CITY Screen, York is to show The White Ribbon, Michael Haneke’s cinematic vision of Germany before The Great War, on Sunday at 6.30pm.

Marketing manager Dave Taylor says: “City Screen will be examining different perspectives of the First World War through the medium of film later this year as the 100th anniversary of the outbreak of war looms closer, and this screening is a forerunner of that focus.”

Haneke, Austrian director of The Piano Teacher and Amour, sets his 2009 black-and-white film in a remote village in north Germany in 1913. The village is outwardly placid, but beneath the surface lies a dysfunctional and repressive society, plagued by anonymous retaliatory acts of malice and spite.

These disturbing acts led the Guardian film critic Peter Bradshaw described it as “a ghost story without a ghost, a whodunit without a denouement, a historical parable without a lesson”. The film will be introduced by Thomas Jochum-Critchley, Teaching Fellow in German at the University of York’s Department of Language and Linguistic Science. “He’ll also help us unwind the meaning by leading a post-screening discussion,” says Dave.

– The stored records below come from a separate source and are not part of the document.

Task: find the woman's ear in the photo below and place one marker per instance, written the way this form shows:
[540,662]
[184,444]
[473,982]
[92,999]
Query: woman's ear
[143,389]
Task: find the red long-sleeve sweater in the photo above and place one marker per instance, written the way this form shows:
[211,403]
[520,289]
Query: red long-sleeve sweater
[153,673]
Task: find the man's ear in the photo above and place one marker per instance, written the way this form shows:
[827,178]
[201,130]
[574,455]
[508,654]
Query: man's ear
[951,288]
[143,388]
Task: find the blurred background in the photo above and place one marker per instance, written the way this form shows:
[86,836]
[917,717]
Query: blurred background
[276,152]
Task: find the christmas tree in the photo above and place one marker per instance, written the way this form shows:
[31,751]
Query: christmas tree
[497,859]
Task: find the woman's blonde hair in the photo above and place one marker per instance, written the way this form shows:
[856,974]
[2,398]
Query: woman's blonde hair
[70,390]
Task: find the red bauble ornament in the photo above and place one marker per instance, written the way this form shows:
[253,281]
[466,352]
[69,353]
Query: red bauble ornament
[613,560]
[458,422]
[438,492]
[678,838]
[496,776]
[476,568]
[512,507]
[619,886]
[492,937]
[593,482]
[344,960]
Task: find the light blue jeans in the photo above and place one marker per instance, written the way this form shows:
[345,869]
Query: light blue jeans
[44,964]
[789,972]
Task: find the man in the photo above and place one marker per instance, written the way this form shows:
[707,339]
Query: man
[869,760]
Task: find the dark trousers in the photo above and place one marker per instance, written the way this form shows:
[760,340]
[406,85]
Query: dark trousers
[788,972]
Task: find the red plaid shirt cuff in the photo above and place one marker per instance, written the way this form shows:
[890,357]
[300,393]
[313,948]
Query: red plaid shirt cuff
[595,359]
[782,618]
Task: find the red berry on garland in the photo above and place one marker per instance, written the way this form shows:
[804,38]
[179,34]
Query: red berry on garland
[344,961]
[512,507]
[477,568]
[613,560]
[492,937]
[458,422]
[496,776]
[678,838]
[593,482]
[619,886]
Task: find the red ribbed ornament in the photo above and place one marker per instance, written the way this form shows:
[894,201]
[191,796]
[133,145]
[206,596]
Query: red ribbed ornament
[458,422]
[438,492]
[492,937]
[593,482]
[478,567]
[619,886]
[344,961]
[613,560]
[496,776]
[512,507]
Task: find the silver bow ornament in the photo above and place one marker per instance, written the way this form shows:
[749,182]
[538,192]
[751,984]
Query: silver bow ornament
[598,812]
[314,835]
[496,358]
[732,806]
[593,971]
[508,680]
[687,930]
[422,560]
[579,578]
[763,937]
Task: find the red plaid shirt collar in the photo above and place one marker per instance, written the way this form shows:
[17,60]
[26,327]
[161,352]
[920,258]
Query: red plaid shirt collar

Analysing the impact of this German-language film, Jochum-Critchley says: “Michael Haneke’s masterpiece dissects the atmosphere of violence and repression in which the very generation who will eventually carry out the horrors of the Nazi-regime has grown up. The film, as much as it tells us about German pre-war period in which it is set, provides an deeper insight into the origins of Nazism and totalitarianism in general.”